Gentoo Archives: gentoo-portage-dev

From: Zac Medico <zmedico@g.o>
To: gentoo-portage-dev@l.g.o
Cc: Zac Medico <zmedico@g.o>
Subject: [gentoo-portage-dev] [PATCH 2/5] Add IndexStreamIterator and MultiIterGroupBy.
Date: Sun, 02 Nov 2014 00:18:39
Message-Id: 1414887509-21930-1-git-send-email-zmedico@gentoo.org
In Reply to: [gentoo-portage-dev] [PATCH 2/5] Add IndexStreamIterator and MultiIterGroupBy. by Zac Medico
1 This IndexStreamIterator class can be used together with the
2 pkg_desc_index_line_read function to read an index file incrementally
3 as a stream.
4
5 The MultiIterGroupBy class can be used to iterate over multiple
6 IndexStreamIterator instances at once, incrementally grouping results
7 for a particular package from multiple indices, while limiting the
8 amount of any given index that must be in memory at once.
9
10 Both of these classes are used by the IndexedPortdb class in the next
11 patch of this series.
12
13 X-Gentoo-Bug: 525718
14 X-Gentoo-Bug-URL: https://bugs.gentoo.org/show_bug.cgi?id=525718
15 ---
16 This updated patch includes a logic fix to ensure that all buffered
17 objects are yielded when all of the iterators are exhausted.
18
19 pym/portage/cache/index/IndexStreamIterator.py | 27 +++++++++
20 pym/portage/util/iterators/MultiIterGroupBy.py | 82 ++++++++++++++++++++++++++
21 pym/portage/util/iterators/__init__.py | 2 +
22 3 files changed, 111 insertions(+)
23 create mode 100644 pym/portage/cache/index/IndexStreamIterator.py
24 create mode 100644 pym/portage/util/iterators/MultiIterGroupBy.py
25 create mode 100644 pym/portage/util/iterators/__init__.py
26
27 diff --git a/pym/portage/cache/index/IndexStreamIterator.py b/pym/portage/cache/index/IndexStreamIterator.py
28 new file mode 100644
29 index 0000000..972aee1
30 --- /dev/null
31 +++ b/pym/portage/cache/index/IndexStreamIterator.py
32 @@ -0,0 +1,27 @@
33 +# Copyright 2014 Gentoo Foundation
34 +# Distributed under the terms of the GNU General Public License v2
35 +
36 +class IndexStreamIterator(object):
37 +
38 + def __init__(self, f, parser):
39 +
40 + self.parser = parser
41 + self._file = f
42 +
43 + def close(self):
44 +
45 + if self._file is not None:
46 + self._file.close()
47 + self._file = None
48 +
49 + def __iter__(self):
50 +
51 + try:
52 +
53 + for line in self._file:
54 + node = self.parser(line)
55 + if node is not None:
56 + yield node
57 +
58 + finally:
59 + self.close()
60 diff --git a/pym/portage/util/iterators/MultiIterGroupBy.py b/pym/portage/util/iterators/MultiIterGroupBy.py
61 new file mode 100644
62 index 0000000..ece7a4c
63 --- /dev/null
64 +++ b/pym/portage/util/iterators/MultiIterGroupBy.py
65 @@ -0,0 +1,82 @@
66 +# Copyright 2014 Gentoo Foundation
67 +# Distributed under the terms of the GNU General Public License v2
68 +
69 +class MultiIterGroupBy(object):
70 + """
71 + This class functions similarly to the itertools.groupby function,
72 + except that it takes multiple source iterators as input.
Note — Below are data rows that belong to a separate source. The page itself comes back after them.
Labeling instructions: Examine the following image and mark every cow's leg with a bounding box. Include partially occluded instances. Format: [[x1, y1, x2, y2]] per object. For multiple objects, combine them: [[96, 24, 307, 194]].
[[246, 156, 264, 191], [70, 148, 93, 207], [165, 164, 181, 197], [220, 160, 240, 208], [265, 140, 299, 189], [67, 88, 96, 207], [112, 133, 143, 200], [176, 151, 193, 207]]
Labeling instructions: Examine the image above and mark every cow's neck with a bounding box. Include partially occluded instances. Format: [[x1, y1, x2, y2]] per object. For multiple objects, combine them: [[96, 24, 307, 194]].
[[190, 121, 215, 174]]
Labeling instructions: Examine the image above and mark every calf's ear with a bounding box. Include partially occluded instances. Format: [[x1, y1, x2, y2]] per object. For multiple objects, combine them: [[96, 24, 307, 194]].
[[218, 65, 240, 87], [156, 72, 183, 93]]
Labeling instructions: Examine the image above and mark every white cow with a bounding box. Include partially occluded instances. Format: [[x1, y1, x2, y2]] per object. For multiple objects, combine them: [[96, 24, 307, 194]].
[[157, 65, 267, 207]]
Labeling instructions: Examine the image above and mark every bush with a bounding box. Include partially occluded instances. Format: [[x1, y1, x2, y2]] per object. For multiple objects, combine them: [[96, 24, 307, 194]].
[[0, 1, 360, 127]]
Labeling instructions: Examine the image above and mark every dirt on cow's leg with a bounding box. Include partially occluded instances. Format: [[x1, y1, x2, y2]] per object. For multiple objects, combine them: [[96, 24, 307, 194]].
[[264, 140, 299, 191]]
The source
73 + iterators must yield objects in sorted order. A group is yielded as
74 + soon as the progress of all iterators reaches a state which
75 + guarantees that there can not be any remaining (unseen) elements of
76 + the group. This is useful for incremental display of grouped search
77 + results.
78 + """
79 +
80 + def __init__(self, iterators, key = None):
81 + self._iterators = iterators
82 + self._key = key
83 +
84 + def __iter__(self):
85 +
86 + progress = []
87 + iterators = self._iterators[:]
88 + for index in iterators:
89 + progress.append(None)
90 +
91 + key_map = {}
92 + eof = []
93 + key_getter = self._key
94 + if key_getter is None:
95 + key_getter = lambda x: x
96 + max_progress = None
97 +
98 + while iterators:
99 + min_progress = None
100 + for i, index in enumerate(iterators):
101 +
102 + if max_progress is not None and \
103 + max_progress == progress[i] and \
104 + min_progress is not None and \
105 + max_progress != min_progress:
106 + # This one has the most progress,
107 + # so allow the others to catch up.
108 + continue
109 +
110 + for entry in index:
111 + progress[i] = key_getter(entry)
112 + key_group = key_map.get(key_getter(entry))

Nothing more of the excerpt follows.